Like pictures capture the highs or lows of our past, evoke emotions, trigger memories, and package the essence of our mindset in a given time, this year’s Spotify Wrapped has done the same. As 2020 has been a year filled with uncertainty, stress, and constant change, music has served as a relief for many people. Spotify’s 2020 Wrapped statistics capture the ability music has to distract, heal, express our emotions, and help us cope. It allows users to reflect upon and revisit memories of the previous year.
Spotify Wrapped is a fun way to look at the evolution of your music taste and serves as a way to look back and connect to your emotions and growth throughout the year. In such an eventful and emotionally draining year, there was no better way to gauge a students’ 2020 experience than through their music. As our generation has music readily available at our fingertips and on replay throughout our daily lives, what did Blake students’ Spotify Wrapped say about their 2020 experience?
Having music attached to experiences makes it easier for the brain to return to those moments when listening again. For example, Lorna Kreusel ‘21 describes 2020 as “Kind of awful.” She describes how music comforts her and serves as a memory marker, stating, “It definitely helped with my emotions, now I’m just very emotionally attached to a lot of albums.” In reflecting on the song that she listened to most this year, “Normal Girl” by SZA, Kreusel describes the transformative ability of the song, stating, “I found that song in July … I’ll go back and listen to it, and it brings you back to how you felt when you first heard it, and there’s so many memories now that I have with all these songs and artists and that’s really cool.”
When asked about the role that music played in her 2020 experience, Evie Doran ‘23 reflects on the comfort that it provided during her quarantine, stating that, “Music has just been a big deal to me this year, especially finding new music and [finding] music that reflects how I feel. I have a lot of emotions about COVID-19 and quarantine, and trying to put them into words is difficult, but somehow songs do that better than when I try to put it [those emotions] into words.”
Upon receiving statistics of minutes spent listening, both Doran and Kreusel saw an incline in time spent listening as we all have more time at home this year. Doran explains, “I just had music going on in the background of everything.” Similarly, Kreusel notes a significant jump in listening time from her last year, which was around 85,000 minutes. Her total for this year came to a whopping 122,509 minutes. Kreusel comments further, proclaiming herself a music enthusiast, “When I tell you I don’t do anything other than listen to music, I’m not kidding, it’s all I do.” In response to her impressive listening time, Kreusel reflects, “It makes sense, in 2020 it makes sense, I was at my house for half of the year, so that makes sense to me.”

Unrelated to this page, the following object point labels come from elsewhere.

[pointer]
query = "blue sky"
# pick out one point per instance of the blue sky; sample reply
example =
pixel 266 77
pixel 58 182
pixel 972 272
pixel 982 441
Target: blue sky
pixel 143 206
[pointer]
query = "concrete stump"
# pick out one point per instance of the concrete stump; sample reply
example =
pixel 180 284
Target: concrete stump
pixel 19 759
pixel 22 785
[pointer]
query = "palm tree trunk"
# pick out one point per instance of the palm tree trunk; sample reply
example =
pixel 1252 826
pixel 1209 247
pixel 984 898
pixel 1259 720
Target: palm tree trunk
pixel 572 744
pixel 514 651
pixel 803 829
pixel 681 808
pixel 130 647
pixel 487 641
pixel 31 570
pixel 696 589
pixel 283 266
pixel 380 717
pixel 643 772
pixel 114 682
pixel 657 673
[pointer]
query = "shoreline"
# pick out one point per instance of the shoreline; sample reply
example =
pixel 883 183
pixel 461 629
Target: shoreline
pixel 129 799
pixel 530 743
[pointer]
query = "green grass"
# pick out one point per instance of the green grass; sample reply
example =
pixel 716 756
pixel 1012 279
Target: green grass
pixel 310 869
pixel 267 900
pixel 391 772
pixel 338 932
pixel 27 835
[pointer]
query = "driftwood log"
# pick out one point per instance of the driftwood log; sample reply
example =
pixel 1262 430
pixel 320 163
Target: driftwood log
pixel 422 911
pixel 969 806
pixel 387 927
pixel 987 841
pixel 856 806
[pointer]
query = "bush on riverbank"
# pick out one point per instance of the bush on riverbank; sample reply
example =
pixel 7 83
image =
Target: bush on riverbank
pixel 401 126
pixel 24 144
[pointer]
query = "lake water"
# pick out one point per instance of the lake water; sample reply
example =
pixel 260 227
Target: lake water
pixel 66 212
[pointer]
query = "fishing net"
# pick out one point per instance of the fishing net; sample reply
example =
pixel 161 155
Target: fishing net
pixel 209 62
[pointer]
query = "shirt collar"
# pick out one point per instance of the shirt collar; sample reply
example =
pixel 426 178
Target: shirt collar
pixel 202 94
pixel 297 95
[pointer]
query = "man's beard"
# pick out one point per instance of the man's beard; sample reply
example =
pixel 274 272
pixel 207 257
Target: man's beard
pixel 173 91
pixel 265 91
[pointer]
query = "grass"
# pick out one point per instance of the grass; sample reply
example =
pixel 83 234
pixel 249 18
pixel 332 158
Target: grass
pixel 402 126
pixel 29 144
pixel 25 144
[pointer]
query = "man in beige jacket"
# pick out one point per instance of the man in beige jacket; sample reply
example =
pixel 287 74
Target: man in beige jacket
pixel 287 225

Throughout the year, I also found myself listening to more music more than I previously ever had in a year. In 2020 I listened to approximately 45,681 minutes of music, which is a little over 31 days straight spent listening. This year I rediscovered music and its abilities. I had the time to indulge in music; I spent time finding new music, creating playlists, passing the time, and escaping my emotions of boredom and apprehension, if only temporarily. So, despite this year being one of the most difficult on record, thank you to Spotify for letting us know we’re almost at the finish line and for helping us escape reality, if only for a little while.